Deste total de 50 milhões de doses, Portugal vai receber 1,150 milhões, tendo em conta que a distribuição das vacinas tem sido feita de forma proporcional à população de cada país na UE, no nosso caso é de 2,3%.

"Em vez de receber no final do ano 1,150 milhões de doses, Portugal vai receber esta quantidade já nos próximos meses", sublinhou a mesma fonte. No entanto, e caso alguns dos outros países não necessite de todas as doses que lhe estão destinadas, Portugal poderá vir a receber ainda mais do que o que está previsto, referiu a mesma fonte, embora salientando que "tal situação já aconteceu, mas é rara" .

A antecipação da entrega das vacinas da Pfizer tem como objetivo atenuar os atrasos provocados pelas questões relacionadas com as vacinas da AstraZeneca, que em Portugal passou a ser dada só a maiores de 60 anos, e da vacina da Johnson & Johnson (J&J), que está suspensa por tempo indeterminado, por estarem a ser feitos mais estudos de avaliação a seis casos de reação adversa, formação de coágulos, registados nos EUA, em seis mulheres jovens, a mais velha tinha 48 anos.

As primeiras 31 200 doses da vacina da J&J, aprovada a 11 de março pela Agência Europeia do Medicamento (EMA), que estavam previstas receber esta semana chegaram ontem a Portugal. Contudo, e ao que apurou o DN, estas só serão usadas após a tomada de decisão da EMA sobre o que fazer relativamente à vacina. Tanto a EMA como o Centro de Controlo de Doenças dos EUA como a FDA, organismo regulador do medicamento nos EUA, estão a investigar os casos notificados.

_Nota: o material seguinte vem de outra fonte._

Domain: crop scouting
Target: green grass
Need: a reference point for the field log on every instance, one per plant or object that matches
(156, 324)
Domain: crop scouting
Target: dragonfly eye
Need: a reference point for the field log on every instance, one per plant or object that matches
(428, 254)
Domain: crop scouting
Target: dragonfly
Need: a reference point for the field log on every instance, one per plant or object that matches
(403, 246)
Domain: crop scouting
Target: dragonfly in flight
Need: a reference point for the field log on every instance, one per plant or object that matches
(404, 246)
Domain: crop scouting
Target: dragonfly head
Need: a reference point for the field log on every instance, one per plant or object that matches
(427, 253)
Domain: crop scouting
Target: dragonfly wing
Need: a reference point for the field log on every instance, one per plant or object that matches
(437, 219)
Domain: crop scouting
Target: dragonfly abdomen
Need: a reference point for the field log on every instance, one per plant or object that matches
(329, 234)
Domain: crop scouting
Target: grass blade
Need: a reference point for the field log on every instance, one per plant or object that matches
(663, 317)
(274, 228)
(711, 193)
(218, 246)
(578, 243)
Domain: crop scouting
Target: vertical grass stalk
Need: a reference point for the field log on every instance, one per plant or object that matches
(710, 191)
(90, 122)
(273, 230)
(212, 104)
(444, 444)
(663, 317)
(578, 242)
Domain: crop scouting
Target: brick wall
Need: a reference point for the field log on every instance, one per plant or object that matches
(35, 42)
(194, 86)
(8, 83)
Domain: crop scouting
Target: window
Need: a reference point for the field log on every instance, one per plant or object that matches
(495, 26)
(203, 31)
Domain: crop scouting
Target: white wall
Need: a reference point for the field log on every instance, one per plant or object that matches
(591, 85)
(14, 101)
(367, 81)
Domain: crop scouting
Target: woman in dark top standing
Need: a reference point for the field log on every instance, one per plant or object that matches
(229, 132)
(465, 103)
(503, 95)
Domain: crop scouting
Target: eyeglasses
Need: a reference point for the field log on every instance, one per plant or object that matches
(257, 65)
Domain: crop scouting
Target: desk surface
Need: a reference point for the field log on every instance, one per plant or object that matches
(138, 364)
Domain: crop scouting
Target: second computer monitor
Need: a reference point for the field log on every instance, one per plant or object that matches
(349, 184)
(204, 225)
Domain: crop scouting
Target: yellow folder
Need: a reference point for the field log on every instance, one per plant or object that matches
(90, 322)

Portugal deveria receber 1,25 milhões de doses da vacina J&J no segundo trimestre de 2021, e até ao final do ano 4,5 milhões. Ao contrário das três outras vacinas comercializadas no espaço europeu, Pfizer/BionTech, Moderna e AstraZeneca, a da J&J tem a vantagem de ser de dose única, o que permitiria, só neste trimestre, a inoculação de 1,25 milhões de portugueses. Tal já não irá acontecer, mesmo com a antecipação da entrega das 1,150 milhões de doses da Pfizer conseguida agora pela UE.

Isto porque, a administração desta vacina implica duas tomas, o que equivale a inocular de forma completa 557 mil pessoas. Esta situação poderia levar a mais atrasos na vacinação nacional, já que estão a falhar quase metade das doses previstas administrar no segundo trimestre, 2,8 milhões.

13 milhões da Pfizer e sete milhões da Moderna

No entanto, fonte da task force para o Plano Nacional de Vacinação Contra a Covid-19, garantiu ao DN que esta situação não alterava em nada as metas definidas anteriormente. "O Plano de Vacinação é constantemente adaptado ao fornecimento de vacinas, mas mantemos a meta inicial de ter 70% da população vacinada até ao final de verão."

Por agora, e segundo soube o DN junto de fonte do Infarmed, Portugal tem contratualizado até ao final deste ano cerca de 13 milhões de doses de vacinas da Pfizer e cerca de sete milhões de vacinas da Moderna.

Até ao momento, e deste bolo total, já foram entregues quase dois milhões de vacinas da Pfizer e quase 300 mil da Moderna. Segundo explicaram também ao DN, Portugal não está a equacionar a possibilidade de comprar vacinas a outros laboratórios à margem da União Europeia, mesmo que estas venham a ser aprovadas no mercado europeu - uma situação que países como a Alemanha já estão a equacionar, caso a vacina russa, Sputnik V, venha a ser aprovada pelo regulador europeu.

A UE procura soluções para que a estratégia de aquisição de vacinas seja mantida de forma global, já que a nível de critérios, tal não tem sido possível - os países têm tomado as suas decisões individualmente, o que pode ser comprovado nas medidas tomadas relativamente à vacina da AstraZeneca. A União Europeia já pediu também à Pfizer/BionTech que avance para a produção de 1,8 mil milhões de doses de vacinas contra as novas variantes do SARS CoV-2.